The target property-tax rate of 50 cents per $100 valuation reflects city officials’ concerns the city could see some of its revenue sources not generate as much revenue as expected. Mayor Pro Tempore Bobby Roberson expressed concern that the Beaufort County Board of Commissioners may change the way it distributes sales-tax income to the municipalities in the county.

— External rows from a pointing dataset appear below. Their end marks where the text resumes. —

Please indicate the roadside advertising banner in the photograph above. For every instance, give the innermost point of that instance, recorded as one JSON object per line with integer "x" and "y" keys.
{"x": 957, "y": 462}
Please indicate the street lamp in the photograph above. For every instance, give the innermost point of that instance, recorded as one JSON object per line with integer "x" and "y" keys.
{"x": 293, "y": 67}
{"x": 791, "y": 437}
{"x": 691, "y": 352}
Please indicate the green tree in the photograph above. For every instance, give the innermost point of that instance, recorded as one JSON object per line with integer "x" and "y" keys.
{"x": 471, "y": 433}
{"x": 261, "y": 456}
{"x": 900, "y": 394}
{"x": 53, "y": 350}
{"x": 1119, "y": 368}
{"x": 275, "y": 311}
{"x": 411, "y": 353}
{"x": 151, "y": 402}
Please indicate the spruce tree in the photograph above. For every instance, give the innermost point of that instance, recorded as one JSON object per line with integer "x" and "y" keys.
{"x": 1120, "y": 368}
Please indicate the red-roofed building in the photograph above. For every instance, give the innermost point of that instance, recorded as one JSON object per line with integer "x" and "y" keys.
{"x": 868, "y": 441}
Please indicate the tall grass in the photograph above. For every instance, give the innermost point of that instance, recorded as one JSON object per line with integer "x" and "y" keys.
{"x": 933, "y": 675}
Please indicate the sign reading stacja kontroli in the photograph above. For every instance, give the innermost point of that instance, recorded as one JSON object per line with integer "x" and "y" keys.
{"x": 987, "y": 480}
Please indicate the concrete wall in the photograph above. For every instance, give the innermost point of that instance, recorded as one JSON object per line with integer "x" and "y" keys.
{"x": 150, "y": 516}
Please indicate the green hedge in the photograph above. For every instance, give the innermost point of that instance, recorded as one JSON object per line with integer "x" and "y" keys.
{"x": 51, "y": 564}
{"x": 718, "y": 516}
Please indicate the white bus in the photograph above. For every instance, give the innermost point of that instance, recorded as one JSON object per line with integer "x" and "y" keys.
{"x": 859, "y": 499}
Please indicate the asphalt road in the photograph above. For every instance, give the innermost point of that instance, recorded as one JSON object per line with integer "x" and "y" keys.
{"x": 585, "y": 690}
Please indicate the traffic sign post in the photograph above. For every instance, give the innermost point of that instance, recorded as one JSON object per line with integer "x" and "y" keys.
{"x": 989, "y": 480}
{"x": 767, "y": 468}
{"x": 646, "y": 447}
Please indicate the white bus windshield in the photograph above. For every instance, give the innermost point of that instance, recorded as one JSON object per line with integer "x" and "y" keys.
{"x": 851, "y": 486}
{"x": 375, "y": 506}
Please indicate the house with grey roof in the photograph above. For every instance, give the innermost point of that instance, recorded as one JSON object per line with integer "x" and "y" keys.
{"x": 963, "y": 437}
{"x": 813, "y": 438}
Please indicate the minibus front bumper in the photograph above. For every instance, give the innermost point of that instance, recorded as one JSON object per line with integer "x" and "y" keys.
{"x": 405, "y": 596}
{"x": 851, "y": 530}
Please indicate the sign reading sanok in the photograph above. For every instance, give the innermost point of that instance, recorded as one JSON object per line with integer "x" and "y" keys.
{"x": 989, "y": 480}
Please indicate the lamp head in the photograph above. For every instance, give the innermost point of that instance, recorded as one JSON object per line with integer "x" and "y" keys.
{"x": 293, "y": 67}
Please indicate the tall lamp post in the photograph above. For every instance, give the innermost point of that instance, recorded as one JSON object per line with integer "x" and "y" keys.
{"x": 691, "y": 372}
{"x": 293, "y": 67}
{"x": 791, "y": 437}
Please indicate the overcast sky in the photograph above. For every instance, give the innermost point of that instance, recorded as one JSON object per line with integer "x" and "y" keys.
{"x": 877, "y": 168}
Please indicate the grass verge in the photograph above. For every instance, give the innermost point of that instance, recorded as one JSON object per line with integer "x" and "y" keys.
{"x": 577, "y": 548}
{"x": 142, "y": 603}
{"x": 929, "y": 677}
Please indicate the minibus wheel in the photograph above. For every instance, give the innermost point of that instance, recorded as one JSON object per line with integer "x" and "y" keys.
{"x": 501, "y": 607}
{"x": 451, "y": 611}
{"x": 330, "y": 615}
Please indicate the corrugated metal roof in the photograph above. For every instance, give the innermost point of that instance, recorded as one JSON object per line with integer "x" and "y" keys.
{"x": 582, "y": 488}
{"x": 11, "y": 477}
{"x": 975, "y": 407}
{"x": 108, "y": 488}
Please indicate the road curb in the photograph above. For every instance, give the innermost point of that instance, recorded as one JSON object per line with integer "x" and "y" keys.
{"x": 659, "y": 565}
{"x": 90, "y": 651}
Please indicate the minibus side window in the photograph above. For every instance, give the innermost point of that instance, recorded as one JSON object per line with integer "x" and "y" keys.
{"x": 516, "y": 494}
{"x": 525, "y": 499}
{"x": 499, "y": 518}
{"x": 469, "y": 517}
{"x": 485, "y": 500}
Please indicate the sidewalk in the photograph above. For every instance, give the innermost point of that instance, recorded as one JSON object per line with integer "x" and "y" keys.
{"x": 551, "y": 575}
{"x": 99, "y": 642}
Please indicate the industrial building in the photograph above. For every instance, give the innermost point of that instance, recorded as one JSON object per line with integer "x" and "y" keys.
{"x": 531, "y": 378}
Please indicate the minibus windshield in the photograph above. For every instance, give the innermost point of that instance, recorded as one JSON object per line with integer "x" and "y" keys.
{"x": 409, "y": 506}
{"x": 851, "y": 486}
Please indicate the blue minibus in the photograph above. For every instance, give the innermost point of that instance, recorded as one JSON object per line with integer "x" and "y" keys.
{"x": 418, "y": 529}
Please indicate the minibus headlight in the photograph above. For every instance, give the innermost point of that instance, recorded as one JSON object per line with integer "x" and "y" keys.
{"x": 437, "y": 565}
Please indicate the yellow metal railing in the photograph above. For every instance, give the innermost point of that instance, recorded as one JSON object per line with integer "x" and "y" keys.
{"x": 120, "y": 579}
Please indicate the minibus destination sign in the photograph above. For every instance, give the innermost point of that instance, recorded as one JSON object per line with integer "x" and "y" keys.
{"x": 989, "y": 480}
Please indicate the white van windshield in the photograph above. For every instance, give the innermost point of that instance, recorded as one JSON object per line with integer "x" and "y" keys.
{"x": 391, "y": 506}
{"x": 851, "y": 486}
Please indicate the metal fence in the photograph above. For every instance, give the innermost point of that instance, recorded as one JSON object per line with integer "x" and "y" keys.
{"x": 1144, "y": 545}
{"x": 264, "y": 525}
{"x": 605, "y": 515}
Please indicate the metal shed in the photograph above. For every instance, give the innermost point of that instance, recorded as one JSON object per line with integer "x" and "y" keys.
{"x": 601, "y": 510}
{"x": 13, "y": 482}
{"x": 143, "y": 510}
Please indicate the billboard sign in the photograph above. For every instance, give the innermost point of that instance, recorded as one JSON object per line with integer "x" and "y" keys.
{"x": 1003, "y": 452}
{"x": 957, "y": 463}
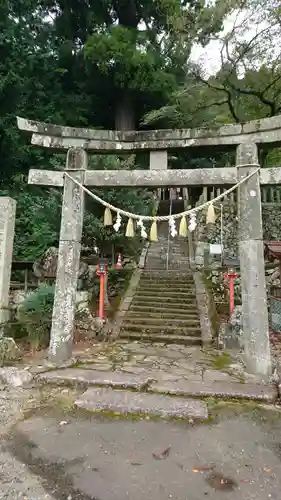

That change could result in those municipalities receiving less in sales-tax revenues.
Also, actions by the General Assembly, now in session, could result in other revenue declines for local governments, city officials said.
Roberson said the city “might need that” difference between the 50 cents per $100 valuation rate and the 48.56 cents per $100 valuation rate to offset possible loss of revenue from other sources.
Councilman Gil Davis said not knowing what the county and the General Assembly might do leaves “a lot of question marks” surrounding some of the city’s revenue sources.
Councilman Doug Mercer doesn’t support the target tax rate of 50 cents per $100 valuation, preferring the rate of 48.56 cents per $100 valuation.
The new tax rate, whatever the amount, includes 2 cents per $100 valuation that’s earmarked to provide revenue for the city’s public-safety capital reserve fund, used to help pay for items such as new public-safety buildings and equipment. Mercer believes that allocation, now at slightly more than $120,000 a year, should be derived from the 48.56 cents per $100 valuation tax rate instead of the 50 cents per $100 valuation tax rate.
Under the 50 cents per $100 valuation tax rate scenario, the taxes on a house whose value increased from $100,000 to $130,000 as a result of revaluation would come to $650 in the upcoming fiscal year. That amount is $50 higher than the taxes paid on that house — valued at $100,000 and taxed at a rate of 60 cents per $100 valuation — this fiscal year.
Under the 48.56 cents per $100 valuation scenario, the taxes on a house whose value increased from $100,000 to $130,000 as a result of revaluation would come to $631.28 in the upcoming fiscal year.
The council meets again at 5:30 p.m. June 14 in the Council Chamber of the Municipal Building, 102 E. Second St.
For more coverage of the council’s meeting, see future editions.
Whatever “revenue-neutral” tax rate the city adopts, about a third of city taxpayers will pay more in property taxes during the next fiscal year than they paid this fiscal year, according to city officials. Another third will pay less taxes, with the remaining third will paying about the same.
‘Revenue-neutral’ tax rate’s
effects on property owners
While the revenue-neutral rate will generate the same revenue as the previous year adjusted for average growth, it will not result in the same real-property tax bill as the previous year for each property owner for the following reasons:
• Real-property owner’s change in valuation is more or less than the city-wide average of 35.87 percent.
• Average rate of growth of 2.37 percent is included in revenue-neutral tax rate.
• In a revaluation year, the assessed value of real property equals its market value as of Jan. 1 of that year. In each subsequent year, the assessed value of real property (other than new construction) remains constant, though its market value typically increases. Personal property, in contrast, is valued at its market value each year. In a revaluation year, a realignment occurs in the tax burden between real property and personal property when both are reset to current market value. As a result, many individual real-property owners receive increased tax bills in revaluation years.